Dwayne Perreault — To say x is x is being obvious, yet there is a deeper meaning. X is x is an affirmation of itself, that only x can be x. And so we get France is France, life is life, war is war, that is that. If I say George Bush is George Bush, you know what I mean.
But now try saying, wine is wine. Doesn’t work for me. And I’m not sure I’d say Pomerol is Pomerol either, since I’ve tasted a number of Pomerols now, and each time I seem to taste a different wine. I’ve had heavy, pensive, iron-rich Pomerol, autumnal Pomerol with wet forest and truffel smells, and Pomerol that was so purely neat in extraction that I thought it had something in common with elegant Burgundy.
It’s such a tiny area, so how is this possible?

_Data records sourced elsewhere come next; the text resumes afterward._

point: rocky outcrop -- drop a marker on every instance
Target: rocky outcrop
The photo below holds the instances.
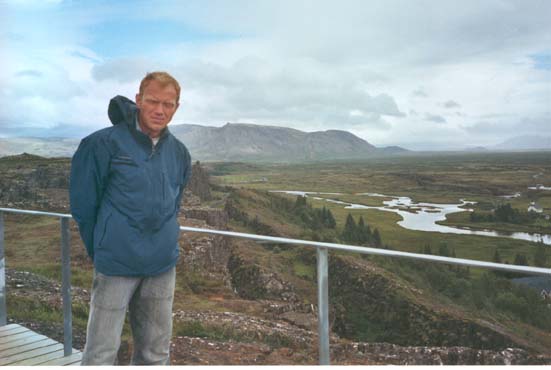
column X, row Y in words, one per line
column 216, row 218
column 199, row 182
column 251, row 281
column 368, row 304
column 391, row 354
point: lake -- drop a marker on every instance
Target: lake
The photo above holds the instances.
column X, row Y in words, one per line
column 423, row 216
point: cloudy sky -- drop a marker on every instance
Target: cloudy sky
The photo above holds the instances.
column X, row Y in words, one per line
column 421, row 74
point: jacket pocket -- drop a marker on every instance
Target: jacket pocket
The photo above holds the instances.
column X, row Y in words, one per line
column 124, row 160
column 104, row 231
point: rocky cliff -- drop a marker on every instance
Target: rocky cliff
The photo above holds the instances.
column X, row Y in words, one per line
column 239, row 302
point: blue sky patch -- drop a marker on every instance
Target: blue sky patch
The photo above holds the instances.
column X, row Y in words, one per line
column 542, row 61
column 129, row 37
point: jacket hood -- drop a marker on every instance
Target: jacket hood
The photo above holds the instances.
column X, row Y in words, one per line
column 121, row 109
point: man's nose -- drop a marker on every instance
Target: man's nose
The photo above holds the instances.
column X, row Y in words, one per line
column 158, row 109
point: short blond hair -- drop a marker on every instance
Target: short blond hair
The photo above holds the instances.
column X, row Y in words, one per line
column 164, row 79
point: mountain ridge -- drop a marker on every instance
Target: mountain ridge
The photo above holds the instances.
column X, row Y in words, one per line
column 233, row 142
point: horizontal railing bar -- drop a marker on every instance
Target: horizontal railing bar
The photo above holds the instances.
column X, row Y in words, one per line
column 341, row 247
column 377, row 251
column 39, row 213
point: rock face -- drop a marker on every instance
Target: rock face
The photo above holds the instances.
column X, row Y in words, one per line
column 251, row 281
column 363, row 298
column 391, row 354
column 199, row 182
column 30, row 181
column 369, row 305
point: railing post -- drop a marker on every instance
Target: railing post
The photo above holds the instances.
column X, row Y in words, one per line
column 323, row 305
column 3, row 312
column 66, row 287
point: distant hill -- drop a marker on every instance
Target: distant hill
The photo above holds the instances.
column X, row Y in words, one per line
column 526, row 143
column 241, row 142
column 234, row 142
column 45, row 147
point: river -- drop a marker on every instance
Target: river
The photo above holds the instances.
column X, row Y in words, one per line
column 424, row 216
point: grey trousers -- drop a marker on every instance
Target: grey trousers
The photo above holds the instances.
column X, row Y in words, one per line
column 149, row 302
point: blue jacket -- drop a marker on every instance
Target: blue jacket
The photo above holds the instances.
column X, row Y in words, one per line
column 125, row 195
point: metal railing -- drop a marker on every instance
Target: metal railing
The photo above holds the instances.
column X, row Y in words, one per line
column 322, row 253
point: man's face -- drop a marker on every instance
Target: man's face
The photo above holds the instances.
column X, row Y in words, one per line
column 157, row 106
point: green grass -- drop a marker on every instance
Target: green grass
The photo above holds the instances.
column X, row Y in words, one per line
column 227, row 332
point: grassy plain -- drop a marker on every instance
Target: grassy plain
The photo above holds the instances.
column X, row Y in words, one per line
column 445, row 178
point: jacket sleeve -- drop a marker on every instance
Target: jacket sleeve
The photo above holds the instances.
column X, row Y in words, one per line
column 89, row 171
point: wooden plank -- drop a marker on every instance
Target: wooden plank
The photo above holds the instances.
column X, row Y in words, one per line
column 13, row 331
column 21, row 342
column 27, row 347
column 40, row 359
column 9, row 327
column 11, row 338
column 71, row 360
column 30, row 354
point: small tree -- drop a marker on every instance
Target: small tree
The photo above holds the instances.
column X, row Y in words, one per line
column 377, row 238
column 497, row 257
column 349, row 232
column 540, row 256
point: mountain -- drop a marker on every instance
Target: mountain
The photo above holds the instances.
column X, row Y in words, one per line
column 526, row 143
column 234, row 142
column 45, row 147
column 242, row 142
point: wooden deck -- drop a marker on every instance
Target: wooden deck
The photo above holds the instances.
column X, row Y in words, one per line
column 22, row 346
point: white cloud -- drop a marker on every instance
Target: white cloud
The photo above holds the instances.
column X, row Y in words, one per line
column 305, row 64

Is it because of the capricious Merlot grape, which offers so many different kinds of wines around the world? Is it because of the many small and different winemakers? Or is Pomerol so complex that it takes years of serious tasting to understand it?
Whatever the reason(s), there is much to be desired about Pomerol except its price. If the rule in thumb is, don’t buy a bottle of Bordeaux for under €10, then I guess that becomes about €30 in Pomerol. Let’s not even comment on what top-rated Chateaux like L’Evangile and Pétrus cost.
So I’m happy to beat the odds and present the following splendid wine for €25: Château Hermitage Mazeyres 2007. This is very much a fruit-driven Pomerol made from 80% Merlot and 20% Cabernet Franc, with enough structure to keep it solid and fulfilling yet remain elegant. Having leather and a hint of sandalwood and violets in the nose, it is very expressive with tangy dark berries and medium tannins, round and harmonious, a festive wine to keep you happy through the cold winter months.
Château Hermitage Mazeyres is from Barrières Frères, owners of the St. Julien 4th Grand Cru Classé Château Beychevelle, and the Cru Bourgeois Supérieure Château Beaumont, which I also sell.
Hugh Johnson, in the fourth edition of his Wine Companion, had this to say about Pomerol: “There are wines as potent and majestic as any in France cheek by jowl with wines of wispy, fleeting fruitiness and charm – and dull ones too.” Is Pomerol then Pomerol? Who cares? Good wine is good wine.